Subcommand Description
enum Tracking server metadata and version. Extracts sensitive params/tags from enumerated runs.
experiments List experiments with run counts
runs List runs for a specific experiment. Produces additional High-severity findings when a run's artifact_uri or parameters expose remote storage URIs (e.g. S3, GCS, Snowflake) or other sensitive patterns
artifacts List artifact tree for a run
registry List registered models
model-versions List versions for a registered model
model-artifacts List artifact paths for a specific model version. Extracts sensitive params/tags from the resolved run.
download-artifact Download an artifact by path

Gated (requires --force-exploit)

Subcommand Description
tamper-proof Create a proof experiment, run, and parameter to demonstrate write access to the ML pipeline

Flags

Flag Required Description
--target Yes MLflow server URL (e.g., http://127.0.0.1:5000)
--header No Custom HTTP headers.

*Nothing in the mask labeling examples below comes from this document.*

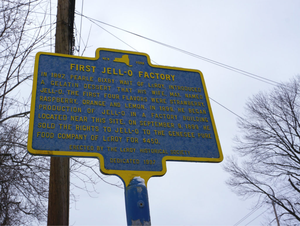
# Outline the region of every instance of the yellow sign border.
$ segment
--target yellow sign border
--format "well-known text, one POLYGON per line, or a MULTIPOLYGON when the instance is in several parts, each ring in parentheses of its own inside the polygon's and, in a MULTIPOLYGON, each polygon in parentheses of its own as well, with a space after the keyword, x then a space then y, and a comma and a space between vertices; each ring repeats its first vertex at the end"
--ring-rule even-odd
POLYGON ((223 160, 223 157, 221 148, 221 145, 220 144, 219 137, 217 132, 215 123, 214 119, 212 112, 211 107, 210 103, 209 102, 207 94, 207 92, 206 89, 206 86, 204 82, 203 75, 202 72, 198 70, 194 69, 190 69, 182 68, 176 67, 170 67, 167 66, 162 66, 161 65, 156 65, 152 64, 151 63, 150 57, 146 53, 140 53, 133 51, 130 51, 125 50, 121 50, 118 49, 107 48, 98 48, 96 51, 96 55, 94 57, 80 57, 73 55, 69 55, 65 54, 62 54, 58 53, 47 53, 43 52, 39 52, 37 53, 35 56, 34 62, 34 71, 33 75, 33 81, 32 85, 32 91, 31 99, 31 105, 30 107, 30 117, 29 122, 29 129, 28 132, 28 138, 27 142, 27 149, 28 152, 31 154, 35 155, 46 155, 47 156, 61 156, 62 157, 67 156, 78 157, 90 157, 98 158, 100 161, 100 170, 102 173, 105 174, 114 175, 118 176, 122 179, 125 182, 125 185, 127 186, 129 182, 134 177, 137 176, 140 176, 145 180, 145 182, 147 185, 147 183, 148 180, 150 178, 154 176, 162 176, 164 175, 166 172, 166 161, 168 160, 177 161, 180 161, 189 162, 211 162, 219 163, 221 162, 223 160), (100 52, 101 50, 120 52, 124 53, 140 55, 146 56, 147 58, 147 61, 150 66, 154 67, 159 68, 164 68, 168 69, 172 69, 177 70, 188 71, 196 72, 199 73, 201 78, 201 82, 203 87, 203 91, 205 95, 205 98, 207 104, 209 115, 210 116, 212 123, 213 128, 213 131, 216 138, 216 141, 217 142, 220 155, 220 157, 218 158, 202 158, 199 157, 184 157, 175 156, 165 156, 162 160, 163 169, 161 171, 135 171, 130 170, 108 170, 104 167, 104 159, 102 155, 100 153, 96 152, 77 152, 75 151, 47 151, 45 150, 36 150, 32 148, 32 144, 33 138, 33 123, 34 121, 34 108, 35 104, 37 84, 37 77, 38 72, 38 66, 39 59, 40 55, 46 54, 52 55, 57 56, 63 57, 76 59, 88 60, 98 60, 100 56, 100 52))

Repeatable.
--experiment For experiments, runs Experiment name or ID
--limit No Maximum items to return
--run-id For artifacts, download-artifact Run ID to inspect
--artifact-path For download-artifact Artifact path to download
--path-prefix For artifacts Path prefix filter for artifact listing
--model For model-versions, model-artifacts Registered model name
--version For model-artifacts Model version number

Examples

# Enumerate server
./aipostex mlflow --target http://127.0.0.1:5000 enum

# List experiments
./aipostex mlflow --target http://127.0.0.1:5000 experiments --limit 5

# List runs for an experiment
./aipostex mlflow --target http://127.0.0.1:5000 runs --experiment demo --limit 5

# List artifacts for a run
./aipostex mlflow --target http://127.0.0.1:5000 artifacts --run-id run-1

# List registered models
./aipostex mlflow --target http://127.0.0.1:5000 registry

# List model versions
./aipostex mlflow --target http://127.0.0.1:5000 model-versions --model demo-model

# List artifacts for a model version
./aipostex mlflow --target http://127.0.0.1:5000 model-artifacts \
  --model demo-model --version 3

# Download a specific artifact
./aipostex mlflow --target http://127.0.0.1:5000 download-artifact \
  --run-id run-1 --artifact-path model/MLmodel

# Prove write access by creating experiment + run (gated)
./aipostex mlflow --target http://127.0.0.1:5000 tamper-proof --force-exploit

Workflow Progression

discover network (discovers MLflow on :5000)
  → mlflow enum (server metadata)
    → mlflow experiments (list experiments)
      → mlflow runs --experiment <name> (list runs)
        → mlflow artifacts --run-id <id> (browse artifact tree)
          → mlflow download-artifact --run-id <id> --artifact-path <path>
    → mlflow registry (list registered models)
      → mlflow model-versions --model <name>
        → mlflow model-artifacts --model <name> --version <v>
  → mlflow tamper-proof (prove write access, gated)

The module pivots from registry exposure into model-version correlation and artifact listing. The tamper-proof command at the end of the chain proves that an attacker can create experiments and inject data into the ML pipeline.